By Majorana representation I mean the decomposition of a state $$|\psi\rangle = \text{normalization} \times \sum_{perm} |\eta_1\rangle |\eta_2\rangle \cdots |\eta_n\rangle,$$ where $|\eta_k\rangle$ are uniquely determined (up to a global phase in each and the permutation) qubit states. Typically, they are presented as points on the Bloch sphere.

When it comes to a desired generalization - by it I mean a unique set of invariants and covariants of $\text{SU}(2)$ assigned to each density matrix. The uniqueness (up to permutations) is crucial, otherwise one can just spectrally decompose the density matrix $$\rho = \sum_i p_i |\psi_i\rangle\langle\psi_i|$$ and apply the standard Majorana representation to each of its eigenvectors (obtaining invariants $\{ p_i \}_{i\in\{1,\ldots,n\}}$ and covariants $\{ |\eta_{i,j}\rangle \}_{i,j\in\{1,\ldots,n\},}$ ). However, for the case of the eigenvalue degeneracy it is no longer unique.

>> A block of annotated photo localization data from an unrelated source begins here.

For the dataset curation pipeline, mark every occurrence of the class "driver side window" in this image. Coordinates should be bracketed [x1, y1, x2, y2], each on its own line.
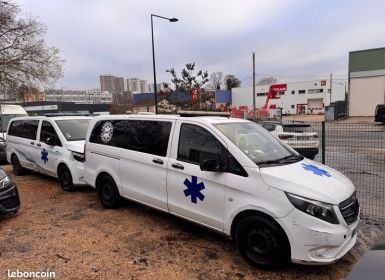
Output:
[40, 121, 61, 146]
[177, 123, 223, 165]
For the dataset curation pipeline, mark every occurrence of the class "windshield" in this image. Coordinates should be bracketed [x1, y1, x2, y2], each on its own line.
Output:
[55, 119, 90, 141]
[0, 114, 28, 132]
[214, 121, 300, 165]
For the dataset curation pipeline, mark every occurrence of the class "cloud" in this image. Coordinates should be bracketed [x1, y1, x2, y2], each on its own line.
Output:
[16, 0, 385, 89]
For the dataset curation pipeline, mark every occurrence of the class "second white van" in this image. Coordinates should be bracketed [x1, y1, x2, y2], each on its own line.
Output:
[7, 116, 91, 191]
[84, 112, 359, 269]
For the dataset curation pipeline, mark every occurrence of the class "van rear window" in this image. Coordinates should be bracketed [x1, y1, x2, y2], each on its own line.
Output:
[89, 120, 172, 157]
[8, 120, 39, 140]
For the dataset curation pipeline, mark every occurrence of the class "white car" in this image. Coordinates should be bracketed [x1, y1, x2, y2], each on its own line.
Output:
[6, 116, 91, 191]
[261, 121, 319, 159]
[84, 112, 359, 268]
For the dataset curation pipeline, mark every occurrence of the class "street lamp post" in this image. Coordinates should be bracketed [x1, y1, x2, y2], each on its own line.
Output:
[151, 14, 178, 114]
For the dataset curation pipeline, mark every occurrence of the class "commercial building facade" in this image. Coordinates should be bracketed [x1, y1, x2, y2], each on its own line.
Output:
[349, 47, 385, 116]
[232, 80, 345, 115]
[45, 89, 113, 104]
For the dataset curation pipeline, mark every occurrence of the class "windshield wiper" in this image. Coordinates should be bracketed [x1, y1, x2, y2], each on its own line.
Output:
[257, 154, 304, 166]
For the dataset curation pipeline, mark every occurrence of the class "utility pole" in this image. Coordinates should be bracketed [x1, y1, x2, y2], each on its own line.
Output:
[253, 52, 256, 121]
[329, 73, 333, 105]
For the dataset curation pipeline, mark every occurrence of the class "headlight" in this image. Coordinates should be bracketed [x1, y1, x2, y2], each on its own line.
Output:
[286, 192, 339, 224]
[72, 151, 85, 162]
[0, 174, 13, 190]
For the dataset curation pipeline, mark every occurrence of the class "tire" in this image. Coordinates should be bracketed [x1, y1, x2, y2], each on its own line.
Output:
[235, 216, 290, 269]
[11, 155, 26, 176]
[58, 165, 75, 192]
[97, 175, 121, 208]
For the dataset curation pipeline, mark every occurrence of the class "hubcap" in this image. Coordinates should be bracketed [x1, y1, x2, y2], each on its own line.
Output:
[102, 183, 113, 201]
[247, 228, 274, 256]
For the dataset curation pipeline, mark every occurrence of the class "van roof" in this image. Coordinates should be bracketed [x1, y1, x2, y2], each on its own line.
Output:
[10, 116, 92, 121]
[92, 114, 250, 125]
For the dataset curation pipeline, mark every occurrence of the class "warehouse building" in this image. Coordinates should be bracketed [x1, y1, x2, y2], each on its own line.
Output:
[349, 47, 385, 116]
[232, 80, 345, 115]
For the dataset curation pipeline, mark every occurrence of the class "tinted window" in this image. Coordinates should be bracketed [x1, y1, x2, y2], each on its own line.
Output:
[0, 114, 28, 132]
[8, 120, 38, 140]
[177, 124, 223, 165]
[40, 121, 61, 146]
[55, 119, 90, 141]
[89, 120, 172, 157]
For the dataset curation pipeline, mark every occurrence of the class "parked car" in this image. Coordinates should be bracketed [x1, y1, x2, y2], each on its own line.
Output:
[84, 112, 359, 269]
[6, 116, 91, 191]
[0, 167, 20, 215]
[260, 121, 319, 159]
[0, 104, 28, 162]
[375, 104, 385, 125]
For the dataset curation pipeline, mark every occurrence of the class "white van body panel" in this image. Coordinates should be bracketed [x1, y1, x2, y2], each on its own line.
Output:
[260, 159, 355, 205]
[84, 114, 359, 265]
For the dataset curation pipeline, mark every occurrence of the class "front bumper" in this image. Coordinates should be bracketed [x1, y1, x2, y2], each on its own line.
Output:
[69, 160, 87, 186]
[0, 184, 21, 214]
[277, 208, 359, 264]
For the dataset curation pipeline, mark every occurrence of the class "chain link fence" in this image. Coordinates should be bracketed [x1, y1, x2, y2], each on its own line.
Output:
[271, 121, 385, 225]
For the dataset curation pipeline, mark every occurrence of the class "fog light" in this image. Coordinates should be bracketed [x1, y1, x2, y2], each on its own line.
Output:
[313, 248, 328, 258]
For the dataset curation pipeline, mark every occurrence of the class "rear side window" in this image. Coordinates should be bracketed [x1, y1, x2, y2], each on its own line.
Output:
[40, 121, 61, 146]
[8, 120, 39, 140]
[89, 120, 172, 157]
[177, 123, 223, 165]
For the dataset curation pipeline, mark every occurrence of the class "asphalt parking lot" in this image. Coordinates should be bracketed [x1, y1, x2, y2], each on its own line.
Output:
[0, 164, 384, 280]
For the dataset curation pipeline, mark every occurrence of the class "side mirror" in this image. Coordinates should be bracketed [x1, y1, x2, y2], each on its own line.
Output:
[45, 137, 54, 146]
[200, 159, 224, 172]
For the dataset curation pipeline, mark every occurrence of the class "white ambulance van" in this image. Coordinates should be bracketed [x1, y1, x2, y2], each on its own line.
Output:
[84, 112, 359, 268]
[6, 116, 91, 191]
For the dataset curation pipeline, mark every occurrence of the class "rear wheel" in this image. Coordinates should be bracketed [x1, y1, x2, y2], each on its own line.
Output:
[97, 175, 121, 208]
[58, 165, 75, 192]
[11, 155, 26, 176]
[235, 216, 290, 269]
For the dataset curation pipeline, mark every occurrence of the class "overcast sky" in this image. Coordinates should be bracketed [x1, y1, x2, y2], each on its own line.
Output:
[17, 0, 385, 90]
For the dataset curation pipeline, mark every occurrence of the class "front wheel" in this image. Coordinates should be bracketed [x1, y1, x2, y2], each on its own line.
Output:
[235, 216, 290, 269]
[97, 175, 121, 208]
[11, 155, 26, 176]
[58, 165, 75, 192]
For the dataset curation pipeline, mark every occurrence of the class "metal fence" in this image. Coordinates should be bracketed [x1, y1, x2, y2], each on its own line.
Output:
[289, 122, 385, 225]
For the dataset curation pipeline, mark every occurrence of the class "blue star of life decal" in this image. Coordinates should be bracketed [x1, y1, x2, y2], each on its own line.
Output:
[41, 149, 48, 164]
[183, 176, 205, 203]
[301, 163, 331, 177]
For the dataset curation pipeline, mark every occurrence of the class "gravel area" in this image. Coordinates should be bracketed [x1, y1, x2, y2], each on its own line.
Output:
[0, 164, 384, 280]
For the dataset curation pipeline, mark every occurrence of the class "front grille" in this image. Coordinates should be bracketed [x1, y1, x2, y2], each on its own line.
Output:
[0, 196, 20, 210]
[339, 193, 359, 225]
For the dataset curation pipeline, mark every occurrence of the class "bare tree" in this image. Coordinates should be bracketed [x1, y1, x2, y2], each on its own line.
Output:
[257, 76, 277, 86]
[224, 74, 241, 90]
[0, 0, 65, 92]
[207, 71, 224, 90]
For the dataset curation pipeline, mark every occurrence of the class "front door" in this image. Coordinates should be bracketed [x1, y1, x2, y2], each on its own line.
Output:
[36, 120, 62, 176]
[167, 121, 226, 231]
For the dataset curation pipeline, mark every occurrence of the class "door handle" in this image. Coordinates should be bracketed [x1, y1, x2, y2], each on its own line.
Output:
[37, 143, 42, 147]
[30, 141, 34, 145]
[172, 163, 184, 170]
[152, 158, 164, 165]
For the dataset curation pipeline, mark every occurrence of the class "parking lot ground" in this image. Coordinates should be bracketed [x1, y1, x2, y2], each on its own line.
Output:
[0, 165, 384, 280]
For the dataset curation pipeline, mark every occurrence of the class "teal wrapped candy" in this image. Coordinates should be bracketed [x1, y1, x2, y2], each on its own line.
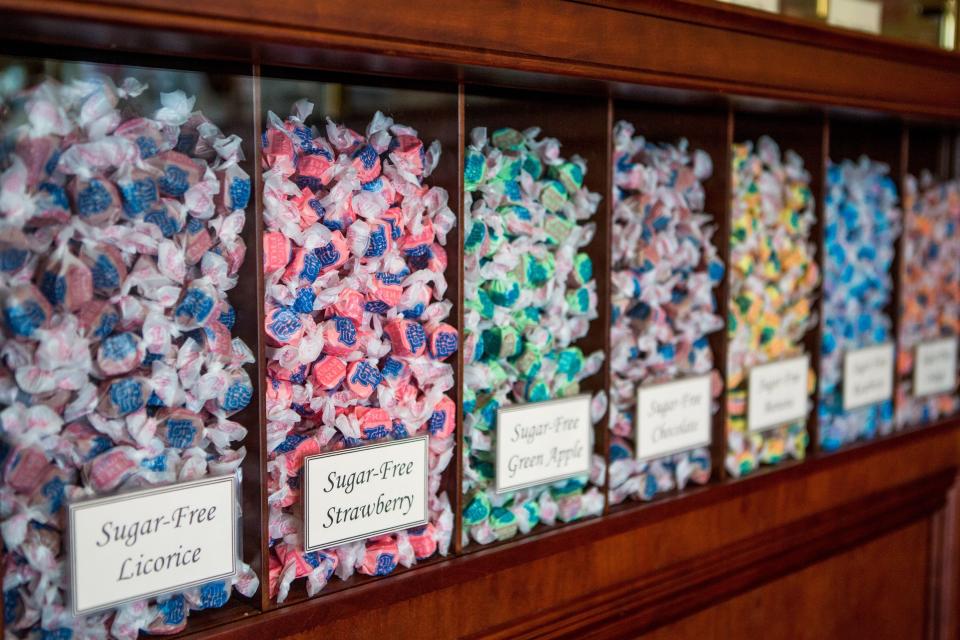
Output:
[463, 493, 492, 526]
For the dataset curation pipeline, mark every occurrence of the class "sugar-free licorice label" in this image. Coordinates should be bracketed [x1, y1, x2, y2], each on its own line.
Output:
[302, 435, 429, 551]
[495, 395, 592, 493]
[914, 337, 959, 397]
[843, 343, 894, 411]
[68, 475, 237, 616]
[635, 375, 712, 462]
[748, 355, 810, 432]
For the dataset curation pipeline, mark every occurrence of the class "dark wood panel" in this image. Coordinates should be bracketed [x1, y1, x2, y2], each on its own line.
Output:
[194, 422, 960, 639]
[1, 0, 960, 118]
[642, 520, 931, 640]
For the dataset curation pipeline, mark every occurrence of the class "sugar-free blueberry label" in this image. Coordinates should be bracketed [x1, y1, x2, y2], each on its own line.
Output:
[68, 475, 237, 616]
[842, 343, 894, 411]
[635, 375, 712, 462]
[747, 355, 810, 432]
[914, 337, 959, 397]
[495, 395, 592, 493]
[302, 436, 428, 550]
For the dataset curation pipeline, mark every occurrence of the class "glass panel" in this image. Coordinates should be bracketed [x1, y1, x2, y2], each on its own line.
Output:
[259, 72, 459, 604]
[0, 54, 260, 636]
[728, 111, 823, 476]
[461, 87, 608, 546]
[608, 103, 728, 504]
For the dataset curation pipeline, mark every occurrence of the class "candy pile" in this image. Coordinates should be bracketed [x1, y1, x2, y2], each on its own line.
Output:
[897, 173, 960, 426]
[727, 136, 820, 477]
[261, 101, 457, 602]
[608, 122, 724, 503]
[462, 126, 605, 544]
[0, 76, 257, 637]
[819, 157, 900, 450]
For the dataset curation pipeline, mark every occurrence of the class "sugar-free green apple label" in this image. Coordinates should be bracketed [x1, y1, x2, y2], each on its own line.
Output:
[302, 435, 429, 550]
[69, 475, 236, 616]
[635, 375, 712, 462]
[495, 394, 592, 493]
[842, 343, 894, 411]
[914, 337, 959, 397]
[748, 355, 810, 432]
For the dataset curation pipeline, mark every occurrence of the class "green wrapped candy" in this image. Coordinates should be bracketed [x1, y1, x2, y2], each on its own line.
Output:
[488, 278, 521, 307]
[489, 506, 519, 540]
[522, 500, 541, 528]
[551, 476, 587, 499]
[484, 223, 505, 258]
[516, 344, 543, 381]
[540, 179, 568, 213]
[466, 288, 495, 320]
[572, 252, 593, 285]
[486, 361, 509, 389]
[525, 379, 550, 402]
[519, 253, 555, 287]
[566, 286, 591, 314]
[522, 153, 543, 180]
[491, 127, 525, 151]
[482, 326, 522, 360]
[464, 218, 487, 255]
[463, 492, 492, 526]
[543, 214, 575, 245]
[476, 395, 500, 431]
[555, 347, 584, 381]
[464, 147, 486, 191]
[497, 156, 521, 182]
[550, 161, 584, 193]
[463, 386, 477, 415]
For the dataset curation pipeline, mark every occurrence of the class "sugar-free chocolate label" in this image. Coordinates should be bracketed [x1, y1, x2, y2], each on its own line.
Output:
[68, 475, 237, 616]
[635, 375, 712, 462]
[843, 343, 894, 411]
[495, 395, 592, 493]
[302, 435, 429, 550]
[748, 355, 810, 432]
[914, 337, 959, 397]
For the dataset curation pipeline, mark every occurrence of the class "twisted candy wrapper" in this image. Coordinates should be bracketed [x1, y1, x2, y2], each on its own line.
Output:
[726, 136, 820, 477]
[897, 173, 960, 426]
[608, 122, 724, 503]
[462, 125, 606, 545]
[819, 157, 900, 450]
[0, 75, 258, 639]
[261, 102, 457, 603]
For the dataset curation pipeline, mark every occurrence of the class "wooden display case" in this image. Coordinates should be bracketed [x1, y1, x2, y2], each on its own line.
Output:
[1, 2, 960, 639]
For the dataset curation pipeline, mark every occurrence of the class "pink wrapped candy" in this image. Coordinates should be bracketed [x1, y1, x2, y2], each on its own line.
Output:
[0, 74, 258, 638]
[262, 102, 457, 602]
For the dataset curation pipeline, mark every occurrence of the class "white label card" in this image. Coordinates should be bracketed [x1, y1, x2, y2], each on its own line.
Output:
[828, 0, 883, 34]
[303, 436, 428, 551]
[495, 395, 592, 493]
[843, 343, 895, 411]
[69, 475, 237, 616]
[748, 355, 810, 432]
[719, 0, 780, 13]
[635, 375, 712, 462]
[914, 337, 959, 397]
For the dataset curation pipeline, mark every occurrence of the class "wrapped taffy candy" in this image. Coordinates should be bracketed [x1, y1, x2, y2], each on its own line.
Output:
[726, 137, 820, 477]
[897, 173, 960, 426]
[261, 102, 457, 602]
[608, 122, 724, 503]
[0, 75, 258, 638]
[819, 157, 900, 450]
[462, 126, 605, 545]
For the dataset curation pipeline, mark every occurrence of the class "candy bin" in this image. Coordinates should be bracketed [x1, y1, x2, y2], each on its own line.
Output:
[0, 56, 262, 637]
[897, 125, 960, 428]
[461, 87, 609, 547]
[819, 118, 902, 451]
[607, 101, 730, 505]
[726, 110, 824, 477]
[258, 74, 460, 603]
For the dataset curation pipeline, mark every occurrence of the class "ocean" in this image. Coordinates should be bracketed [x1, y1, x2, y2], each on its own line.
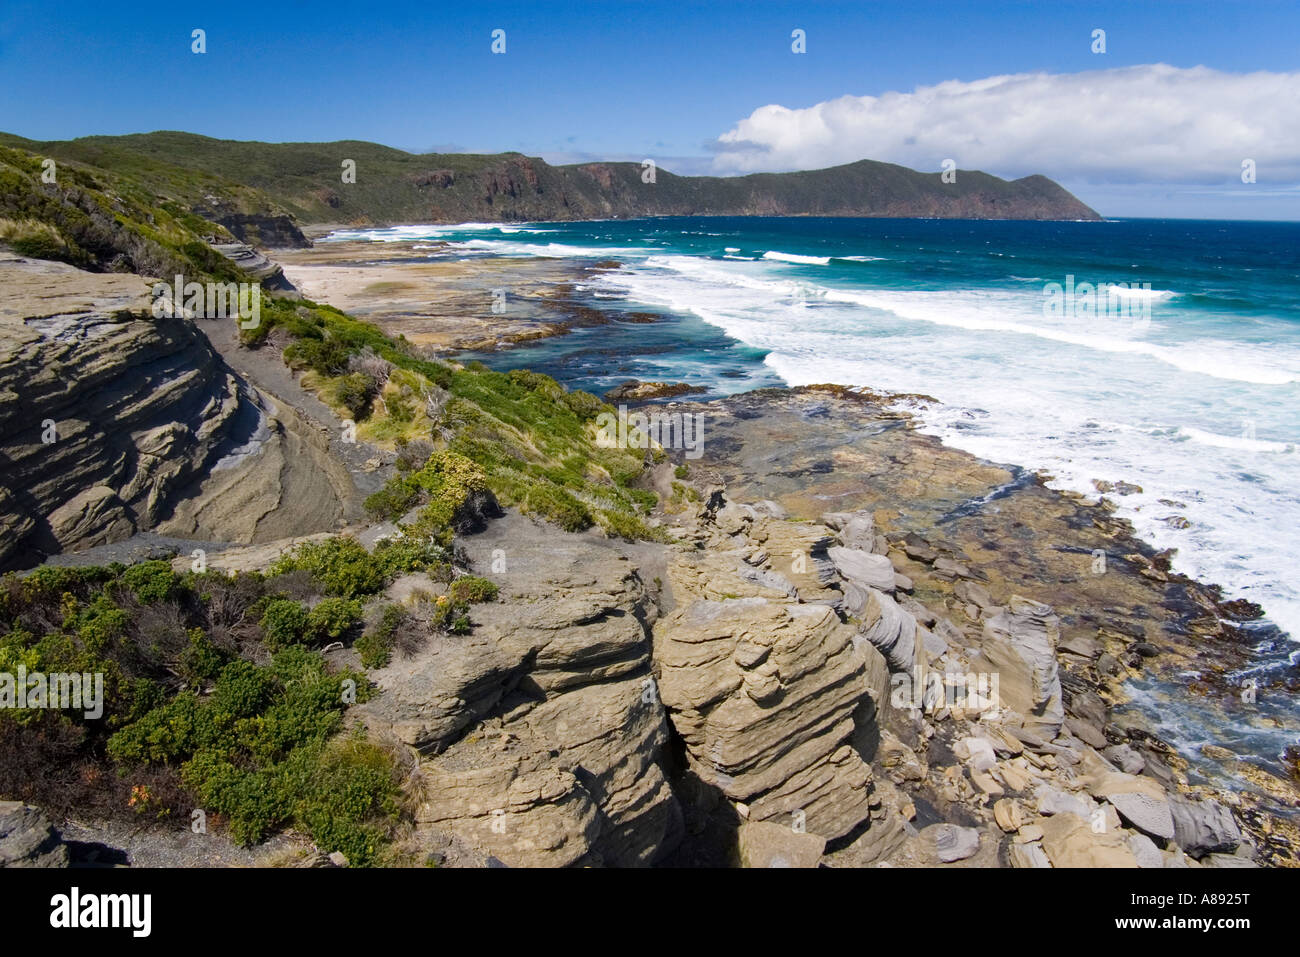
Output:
[324, 216, 1300, 653]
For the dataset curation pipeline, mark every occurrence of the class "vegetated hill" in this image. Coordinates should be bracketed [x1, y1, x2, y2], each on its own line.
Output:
[0, 142, 259, 275]
[0, 131, 1101, 232]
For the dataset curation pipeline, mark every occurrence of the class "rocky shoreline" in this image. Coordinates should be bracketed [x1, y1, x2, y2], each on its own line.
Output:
[3, 240, 1296, 869]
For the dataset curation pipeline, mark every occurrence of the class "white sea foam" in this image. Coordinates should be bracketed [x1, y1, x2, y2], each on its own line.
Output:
[762, 250, 831, 265]
[322, 223, 558, 243]
[1107, 284, 1177, 300]
[591, 253, 1300, 639]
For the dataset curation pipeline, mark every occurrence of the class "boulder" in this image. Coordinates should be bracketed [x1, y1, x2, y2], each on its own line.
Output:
[1128, 833, 1165, 869]
[1108, 792, 1175, 842]
[821, 511, 875, 551]
[981, 597, 1064, 735]
[0, 802, 68, 867]
[1008, 841, 1052, 868]
[1036, 812, 1139, 868]
[852, 587, 919, 673]
[926, 823, 981, 863]
[1168, 794, 1242, 858]
[738, 821, 826, 868]
[829, 546, 897, 592]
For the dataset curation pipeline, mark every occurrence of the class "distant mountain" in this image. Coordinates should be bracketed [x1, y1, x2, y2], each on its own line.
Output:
[0, 132, 1100, 244]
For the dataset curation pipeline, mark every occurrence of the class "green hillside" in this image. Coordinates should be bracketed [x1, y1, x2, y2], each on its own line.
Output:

A naive dimension counting $(n+1)^2-1=2n + n^2$ gives a hint that there may be $n$ covariant points plus an invariant $n\times n$ matrix.

An auxiliary question is if there is a unique representation of $k$-dimensional subspaces of pure symmetric $n$-qubit states? (If there is one, then it is possible to 'fix' the mentioned approach with the spectral decomposition.)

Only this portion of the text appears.